L'indomani dislocò me e i miei fratelli nei punti più strategici. In tanti, disse, avremmo bene scoperto il nido, pedinandola, ma quella gallina pareva essere indiavolata. A una certa ora io e i miei fratelli ci si ritrovò a rivolgerci l'un l'altro affannosamente la stessa domanda: «Hai visto Selvatichina?». Selvatichina si era misteriosamente eclissata. Quando, mortificatissimi, andammo a riferire alla mamma l'esito della spedizione, questa, come un generale che veda fallire i propri soldati, prese una decisione eroica: «La prossima volta andrò io». E così fece. Ma, incredibile a dirsi, non ebbe fortuna neanche lei. O perchè, sempre operosa, si portò dietro la calza, sulla quale bisognava pure ogni tanto fermare gli occhi; o perché due o tre volte dovette per un momento rientrare in casa a sorvegliare la cottura dei fagioli; o perché infine quella gallina sembrava avesse davvero il diavolo in corpo, fatto sta che non scoprì nulla neanche la mamma. Le cose rimasero così per un certo tempo. C'era poco da fare: Selvatichina ci aveva bellamente giocati, nè d'altronde si poteva continuare a perdere le giornate dietro a lei; un giorno o l'altro, concludemmo, il nido, ormai ricco di uova, sarebbe stato certamente trovato. Ma non trovammo un bel nulla, anzi, durante il mese di aprile sparì anche Selvatichina.

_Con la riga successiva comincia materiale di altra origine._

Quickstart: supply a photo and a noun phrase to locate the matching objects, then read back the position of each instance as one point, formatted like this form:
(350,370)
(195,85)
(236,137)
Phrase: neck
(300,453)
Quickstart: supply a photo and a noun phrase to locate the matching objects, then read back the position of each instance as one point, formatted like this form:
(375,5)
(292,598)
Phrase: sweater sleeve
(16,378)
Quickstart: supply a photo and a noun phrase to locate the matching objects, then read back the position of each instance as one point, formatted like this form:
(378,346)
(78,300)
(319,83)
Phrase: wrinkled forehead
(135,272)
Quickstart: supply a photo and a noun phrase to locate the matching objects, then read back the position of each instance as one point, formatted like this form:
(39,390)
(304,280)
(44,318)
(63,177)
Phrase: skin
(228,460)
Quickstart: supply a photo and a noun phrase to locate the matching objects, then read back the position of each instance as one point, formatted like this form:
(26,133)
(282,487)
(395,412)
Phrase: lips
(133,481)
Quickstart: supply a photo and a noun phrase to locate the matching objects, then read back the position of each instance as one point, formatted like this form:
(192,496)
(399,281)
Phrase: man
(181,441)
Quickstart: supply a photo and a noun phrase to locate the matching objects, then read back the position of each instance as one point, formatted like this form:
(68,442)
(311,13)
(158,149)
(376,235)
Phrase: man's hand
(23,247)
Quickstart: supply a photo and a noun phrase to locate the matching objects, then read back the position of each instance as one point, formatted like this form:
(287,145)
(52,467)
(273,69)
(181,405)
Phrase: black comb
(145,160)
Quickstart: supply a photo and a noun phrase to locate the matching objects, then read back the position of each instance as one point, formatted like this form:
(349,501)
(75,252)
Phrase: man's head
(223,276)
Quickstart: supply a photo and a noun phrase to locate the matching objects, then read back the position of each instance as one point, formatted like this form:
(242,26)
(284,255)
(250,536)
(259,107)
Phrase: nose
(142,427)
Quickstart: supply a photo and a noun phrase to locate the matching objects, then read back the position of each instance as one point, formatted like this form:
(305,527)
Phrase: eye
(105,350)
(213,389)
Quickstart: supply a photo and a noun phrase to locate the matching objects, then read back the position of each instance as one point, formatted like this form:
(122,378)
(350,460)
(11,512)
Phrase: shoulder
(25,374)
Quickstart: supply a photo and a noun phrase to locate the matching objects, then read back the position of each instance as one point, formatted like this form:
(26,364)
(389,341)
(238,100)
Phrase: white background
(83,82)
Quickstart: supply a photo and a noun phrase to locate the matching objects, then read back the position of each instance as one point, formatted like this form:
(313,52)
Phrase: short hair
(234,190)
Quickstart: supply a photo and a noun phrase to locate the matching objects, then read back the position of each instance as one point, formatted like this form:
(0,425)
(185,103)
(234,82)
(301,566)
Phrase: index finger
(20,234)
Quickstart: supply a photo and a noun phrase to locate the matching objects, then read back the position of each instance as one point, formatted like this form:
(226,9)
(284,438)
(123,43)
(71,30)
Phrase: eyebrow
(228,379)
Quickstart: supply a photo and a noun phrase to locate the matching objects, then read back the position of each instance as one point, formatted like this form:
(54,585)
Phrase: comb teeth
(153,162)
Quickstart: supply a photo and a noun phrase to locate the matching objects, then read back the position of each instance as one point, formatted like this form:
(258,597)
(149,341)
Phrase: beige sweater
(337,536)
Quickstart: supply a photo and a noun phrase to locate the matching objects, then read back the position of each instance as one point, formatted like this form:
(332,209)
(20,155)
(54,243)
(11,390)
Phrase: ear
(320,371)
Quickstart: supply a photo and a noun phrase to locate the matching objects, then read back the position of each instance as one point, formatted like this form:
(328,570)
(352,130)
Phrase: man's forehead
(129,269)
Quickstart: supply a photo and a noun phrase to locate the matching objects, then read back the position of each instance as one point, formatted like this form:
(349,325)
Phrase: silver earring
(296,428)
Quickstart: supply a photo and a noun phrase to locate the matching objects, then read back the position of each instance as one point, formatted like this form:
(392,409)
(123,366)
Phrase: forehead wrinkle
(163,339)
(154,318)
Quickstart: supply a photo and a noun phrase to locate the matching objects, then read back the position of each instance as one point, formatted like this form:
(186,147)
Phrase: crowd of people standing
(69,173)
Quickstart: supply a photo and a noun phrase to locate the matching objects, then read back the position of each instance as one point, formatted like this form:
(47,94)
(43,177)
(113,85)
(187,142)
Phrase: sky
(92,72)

La cercammo e l'aspettammo inutilmente per alcuni giorni. Poi non ci pensammo più. Con la cattiva abitudine che aveva di allontanarsi e di non stare in branco con le altre galline, ritenemmo che fosse finita facile preda di qualche bestia o di qualche ladruncolo. Erano passate alcune settimane dalla sua scomparsa. Ormai si era in maggio, poco dopo la Pasqua, e l'aria era dolce e tiepida nelle nostre campagne. Le galline sagge e timorate covavano le uova nel pollaio, in attesa che si schiudessero, e gli agnellini bianchi e soffici come matasse di lana posate sul verde del prato, davano a vederli un senso di pace e di gioia. Era primavera, insomma.
Noi sedevamo in circolo sull'aia, dopo il lavoro, come si usa nelle belle giornate. Non so chi per primo intese quel caratteristico «cloc, cloc!», che è proprio delle chiocce, e si volse, pensando che qualcuna delle covatrici avesse lasciato il nido. Ma restò senza fiato per la sorpresa, e così noi tutti, quando vedemmo: Selvatichina avanzava con le ali aperte, come a proteggere e chiedere insieme. Tredici batuffolini soffici, morbidissimi, gialli, bruni, striati, le facevano, pigolanti, corona; e lei veniva, umile ormai nella sua gloria, chiedendo col suo «cloc, cloc» cibo e asilo per i suoi piccoli. Povera, cara Selvatichina, l'avevamo giudicata un po' male. Aveva voluto, orgogliosa, fare da sè, ma aveva generosamente resistito e pagato del suo.
Era magra, spennata, con la crestina, un tempo tanto altezzosa e vermiglia, ridotta a un cencetto grigio. Aveva sofferto il freddo la notte, covando in qualche siepe nascosta; aveva sofferto certamente la fame, sola e senza assistenza, ma non aveva lasciato le uova, aveva saputo resistere eroicamente. L'amore materno era stato più forte di ogni disagio, e adesso la faceva anche rinunciare a quella sua innata, invincibile fierezza. E così la storia di Selvatichina finisce. Perché divenne una normale chioccia, accettò grata vitto e cure per i suoi pulcini, come era giusto, li allevò con amore, e quando furono grandi e seppero f are da sé, lei visse nel nostro pollaio i rimanenti suoi giorni come le altre comuni galline.